Mr. Sabato is also using innovative insight from Predictive Branding Partners, a Boston-based market strategy and branding group, to ferret out the “common ground” that might exist between the two widely divided voting demographics. The study — titled “Project Home Fire ” — is ongoing.

THEY SAY YES TO MARRIAGE

A group of 34 Republican senators are concerned about harmful marriage penalties in the Democrat’s “human infrastructure” bill and have fired off a letter expressing their ire to Senate Majority Leader Charles E. Schumer and Finance Committee Chairman Ron Wyden of Oregon.

Sen. Mitt Romney of Utah is leading the charge.

“Federal policy should be designed to foster strong marriages, which are the foundation of strong families and strong communities,” the senators wrote. “Unfortunately, despite its original rollout as part of the ‘American Families Plan,’ the current draft of the reconciliation bill takes an existing marriage penalty in the Earned Income Tax Credit (EITC) and makes it significantly worse,” the letter said.

The reconciliation bill could double certain existing marriage penalties, the lawmakers said.

“We believe that marriage is a vital social good.
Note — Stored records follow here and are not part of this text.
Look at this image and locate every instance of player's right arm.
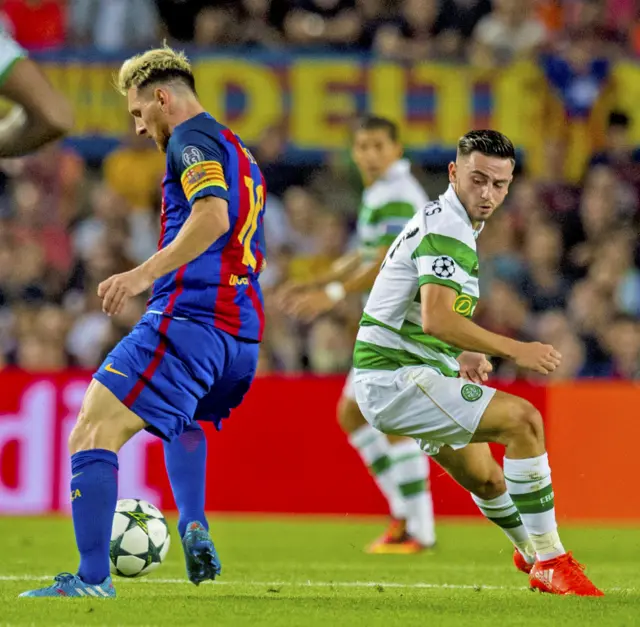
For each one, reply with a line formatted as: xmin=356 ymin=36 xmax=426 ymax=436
xmin=420 ymin=284 xmax=560 ymax=375
xmin=0 ymin=56 xmax=73 ymax=156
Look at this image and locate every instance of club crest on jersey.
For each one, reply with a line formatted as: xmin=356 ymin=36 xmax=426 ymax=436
xmin=432 ymin=256 xmax=455 ymax=279
xmin=461 ymin=384 xmax=483 ymax=402
xmin=185 ymin=163 xmax=207 ymax=186
xmin=182 ymin=145 xmax=205 ymax=167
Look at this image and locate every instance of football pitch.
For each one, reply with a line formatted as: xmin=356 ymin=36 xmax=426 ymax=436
xmin=1 ymin=516 xmax=638 ymax=626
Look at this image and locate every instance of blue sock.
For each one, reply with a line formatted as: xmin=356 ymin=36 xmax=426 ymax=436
xmin=163 ymin=422 xmax=208 ymax=538
xmin=71 ymin=449 xmax=118 ymax=585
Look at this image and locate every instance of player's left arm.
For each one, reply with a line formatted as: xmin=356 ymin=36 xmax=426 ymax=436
xmin=99 ymin=132 xmax=230 ymax=315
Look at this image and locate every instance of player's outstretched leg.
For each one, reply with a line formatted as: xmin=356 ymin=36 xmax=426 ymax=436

It is misguided and unfair for the government to build bigger barriers for couples to marry,” the senators advised.

The group includes Sen. Mike Crapo of Idaho, the Finance Committee ranking member, plus Sens. Marsha Blackburn of Tennessee, Tom Cotton of Arkansas, Marco Rubio of Florida and Ben Sasse of Nebraska.

IVY COVERED HALLS

Politically correct behaviors and cancel culture have become so rampant at U.S. colleges and universities that there is now an interactive database tracking the phenomenon.

These events have been compiled by the College Fix — a student-written news organization — and they include evidence of book burning, censorship, renamed buildings, harassed guest speakers and fired professors among the many examples.

The site is now up and running with 1,400 entries — with much more to come. Readers can also submit examples of college cancel culture they have encountered as well. Find it all at TheCollegeFix.com/ccdb.

FOX NEWS TURNS 25

Fox News will celebrate the 25th anniversary of its Oct. 7, 1996, founding with a one-hour special at 10 p.m. Eastern time on Sunday featuring a visit with the network’s longest-tenured employees — including Bret Baier, Steve Doocy, Lauren Green, Jennifer Griffin and Sean Hannity.

Fifteen other Fox News stars will also appear, from Tucker Carlson and Laura Ingraham to Greg Gutfeld and Jeanine Pirro.

Throughout October, Fox News will also air 50 short-form vignettes from network favorites, celebrities, regular personalities and founding employees to commemorate their milestone. Former President George W. Bush, Piers Morgan and football great Brett Favre are among those offering greetings and commentary. Find them showcased at FoxNews.com/FoxNews25.

WEEKEND REAL ESTATE

For sale: Sonoran-style adobe bungalow built in 1911 in historic Dunbar Springs neighborhood of Tucson, Arizona. Three bedrooms, two baths, old-growth oak and tile floors, custom period painting, 10-foot beamed cathedral ceilings, second story loft, multiple wood built-ins; 2,026 square feet. Family and dining rooms, office, custom kitchen with polished concrete countertops, brick patio with gazebo, two-car garage with workshop. Priced at $495,000 through Longrealty.com; enter 22124153 in the search function.

POLL DU JOUR

• 33% of U.S. adults are “very concerned” about the size of the federal budget deficit; 54% of Republicans, 39% of independents and 17% of Democrats agree.

• 30% overall are “somewhat concerned” about the size of the federal deficit; 27% of Republicans, 26% of independents and 40% of Democrats agree.

• 14% overall are “not very concerned” about the deficit; 8% of Republicans, 12% of independents and 23% of Democrats agree.

• 8% overall are “not at all concerned” about the deficit; 4% of Republicans, 8% of independents and 10% of Democrats agree.

• 15% overall are not sure whether they are concerned about the deficit; 7% of Republicans, 15% of independents and 10% of Democrats agree.